Sunday, 23 December 2007

Paris non fumeur

I can't believe that we may have just had our last dinner in a smokey restaurant or brasserie. Supposedly, all cafes, restaurants, etc., are going non smoking in January in Paris. Almost every time I'm in a cafe with someone, we get annoyed by the smoke, and invariably someone remarks that they can't believe it's all changing in January.

I'll have to see it to believe it. I think, but I'm not sure, that smoking can still happen at outside tables. If this is the case, in nice weather, all the outdoor space will be thick with smoke which will be a shame for non-smokers like me. (Actually, truth be known, I'm really a smoker at heart who hasn't had a cigarette in 21 years- I had a regular habit as a teen and young adult. I'm married to a deep down non-smoker who smoked for a number of years.)
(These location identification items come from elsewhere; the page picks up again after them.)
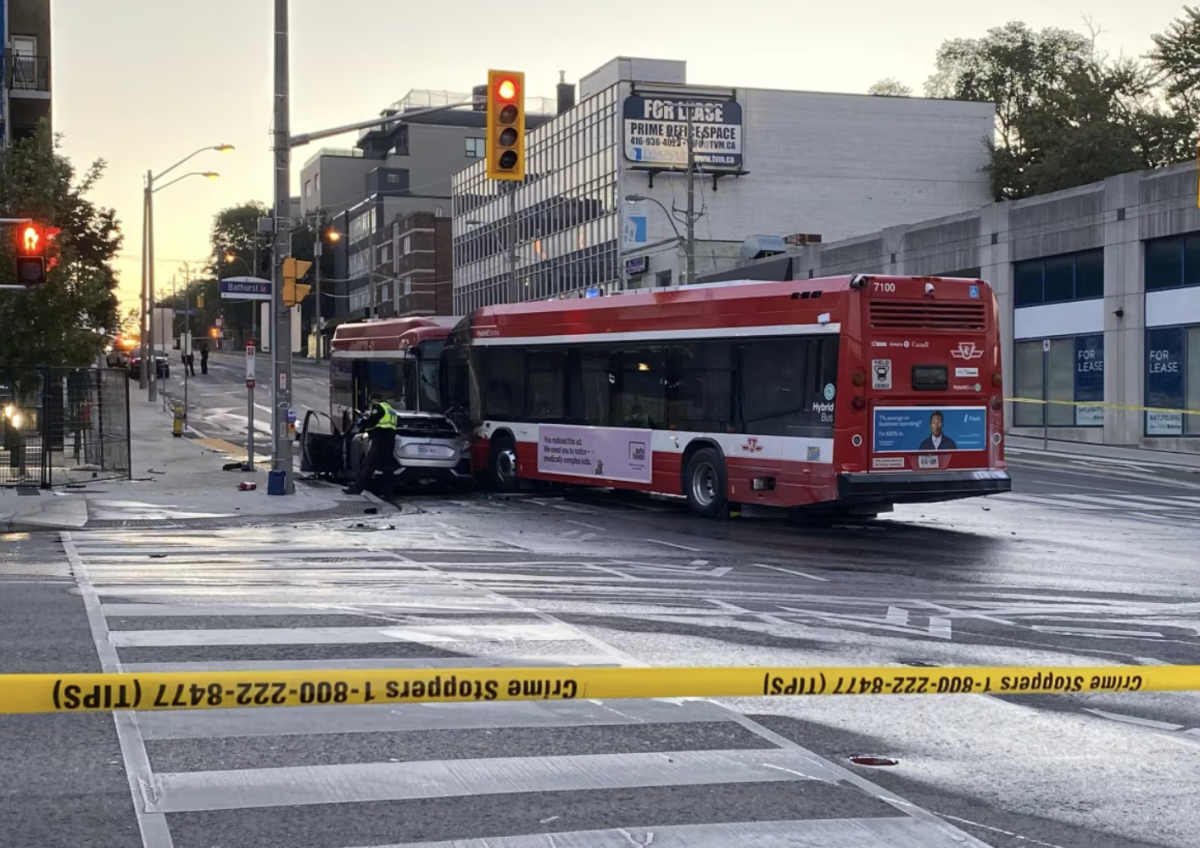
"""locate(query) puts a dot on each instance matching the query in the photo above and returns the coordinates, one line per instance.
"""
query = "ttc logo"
(966, 350)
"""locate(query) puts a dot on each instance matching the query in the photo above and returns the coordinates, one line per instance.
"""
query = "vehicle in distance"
(846, 395)
(397, 359)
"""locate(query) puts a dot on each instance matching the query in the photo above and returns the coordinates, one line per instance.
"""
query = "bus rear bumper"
(921, 487)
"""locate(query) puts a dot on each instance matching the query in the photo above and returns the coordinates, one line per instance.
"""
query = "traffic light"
(294, 270)
(505, 125)
(30, 254)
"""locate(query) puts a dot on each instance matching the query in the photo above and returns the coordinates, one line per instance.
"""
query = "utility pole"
(145, 282)
(514, 292)
(318, 248)
(151, 361)
(281, 340)
(691, 203)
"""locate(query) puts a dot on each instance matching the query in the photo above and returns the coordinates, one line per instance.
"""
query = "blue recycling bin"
(276, 482)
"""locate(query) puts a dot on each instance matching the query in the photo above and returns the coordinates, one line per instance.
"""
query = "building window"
(1173, 380)
(1074, 371)
(1057, 280)
(1174, 262)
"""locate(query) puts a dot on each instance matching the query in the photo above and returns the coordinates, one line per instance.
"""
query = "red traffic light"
(507, 89)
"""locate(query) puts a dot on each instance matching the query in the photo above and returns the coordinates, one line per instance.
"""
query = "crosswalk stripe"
(360, 782)
(219, 578)
(409, 717)
(829, 833)
(343, 636)
(1114, 501)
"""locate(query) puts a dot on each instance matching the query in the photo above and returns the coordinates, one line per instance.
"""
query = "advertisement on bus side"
(911, 429)
(595, 452)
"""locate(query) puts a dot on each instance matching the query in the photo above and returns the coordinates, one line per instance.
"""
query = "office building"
(369, 192)
(25, 43)
(1098, 289)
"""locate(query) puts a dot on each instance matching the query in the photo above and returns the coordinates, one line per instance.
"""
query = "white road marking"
(1134, 720)
(672, 545)
(790, 571)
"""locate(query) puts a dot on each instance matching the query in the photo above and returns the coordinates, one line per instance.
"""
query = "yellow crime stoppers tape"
(227, 690)
(1101, 404)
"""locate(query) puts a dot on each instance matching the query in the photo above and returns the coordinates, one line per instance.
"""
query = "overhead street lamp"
(145, 378)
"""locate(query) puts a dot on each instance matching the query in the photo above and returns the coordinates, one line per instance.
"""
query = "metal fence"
(60, 426)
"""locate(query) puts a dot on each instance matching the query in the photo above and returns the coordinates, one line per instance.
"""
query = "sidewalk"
(1021, 445)
(177, 483)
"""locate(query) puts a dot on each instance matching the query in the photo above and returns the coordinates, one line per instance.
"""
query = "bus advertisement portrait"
(910, 429)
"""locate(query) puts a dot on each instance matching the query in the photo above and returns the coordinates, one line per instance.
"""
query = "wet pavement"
(1084, 563)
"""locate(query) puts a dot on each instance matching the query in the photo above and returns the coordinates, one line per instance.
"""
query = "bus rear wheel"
(706, 483)
(503, 464)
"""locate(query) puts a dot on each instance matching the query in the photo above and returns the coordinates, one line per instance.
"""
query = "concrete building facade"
(604, 178)
(367, 193)
(25, 53)
(1098, 287)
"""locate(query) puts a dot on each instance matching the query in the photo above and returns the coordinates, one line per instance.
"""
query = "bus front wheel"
(504, 464)
(706, 483)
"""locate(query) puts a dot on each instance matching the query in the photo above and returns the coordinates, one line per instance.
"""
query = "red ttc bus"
(846, 394)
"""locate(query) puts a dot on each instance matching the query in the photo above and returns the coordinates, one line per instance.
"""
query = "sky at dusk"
(144, 83)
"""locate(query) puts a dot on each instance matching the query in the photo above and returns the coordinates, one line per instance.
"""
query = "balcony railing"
(28, 73)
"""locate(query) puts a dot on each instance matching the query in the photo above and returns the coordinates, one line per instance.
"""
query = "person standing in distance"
(379, 423)
(937, 440)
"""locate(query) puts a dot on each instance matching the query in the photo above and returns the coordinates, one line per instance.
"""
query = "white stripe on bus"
(664, 335)
(735, 445)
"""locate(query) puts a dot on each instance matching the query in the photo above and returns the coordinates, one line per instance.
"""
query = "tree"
(238, 251)
(1066, 114)
(891, 86)
(1175, 62)
(71, 319)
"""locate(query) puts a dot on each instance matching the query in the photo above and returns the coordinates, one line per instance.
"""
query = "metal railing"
(60, 426)
(28, 73)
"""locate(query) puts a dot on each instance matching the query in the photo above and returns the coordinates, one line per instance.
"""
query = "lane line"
(672, 545)
(143, 786)
(790, 571)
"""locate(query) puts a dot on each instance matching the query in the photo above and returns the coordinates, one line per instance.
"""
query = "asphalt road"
(1084, 564)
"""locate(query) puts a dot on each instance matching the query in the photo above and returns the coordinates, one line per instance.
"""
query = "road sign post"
(250, 406)
(1045, 395)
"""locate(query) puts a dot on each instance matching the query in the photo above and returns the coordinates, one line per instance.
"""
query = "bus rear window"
(930, 378)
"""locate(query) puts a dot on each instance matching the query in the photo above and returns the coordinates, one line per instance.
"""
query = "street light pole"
(145, 278)
(691, 204)
(318, 250)
(150, 364)
(281, 461)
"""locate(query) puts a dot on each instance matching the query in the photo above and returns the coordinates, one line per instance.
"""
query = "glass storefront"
(1074, 374)
(568, 218)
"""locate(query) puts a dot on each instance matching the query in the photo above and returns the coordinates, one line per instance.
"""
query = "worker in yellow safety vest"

Anyway, as of January 1, 2008, you will see people having heated discussions at cafes while chewing gum like mad, or while gnawing on their fingernails. And at regular intervals, someone in the group will amble over to the door, duck outside and have a smoke, and re-enter about 5-7 minutes later. People will have to get used to missing out on parts of conversations, or they'll have to tough it out.

I wonder if they'll be any surprising side effects from the ban of smoking in bars and such. For example, my friend in Dublin said that when the pubs went non-smoking in Ireland, there was an awful odor of gas throughout. This may be due to the drinking of Guinness and the dark ales and the like.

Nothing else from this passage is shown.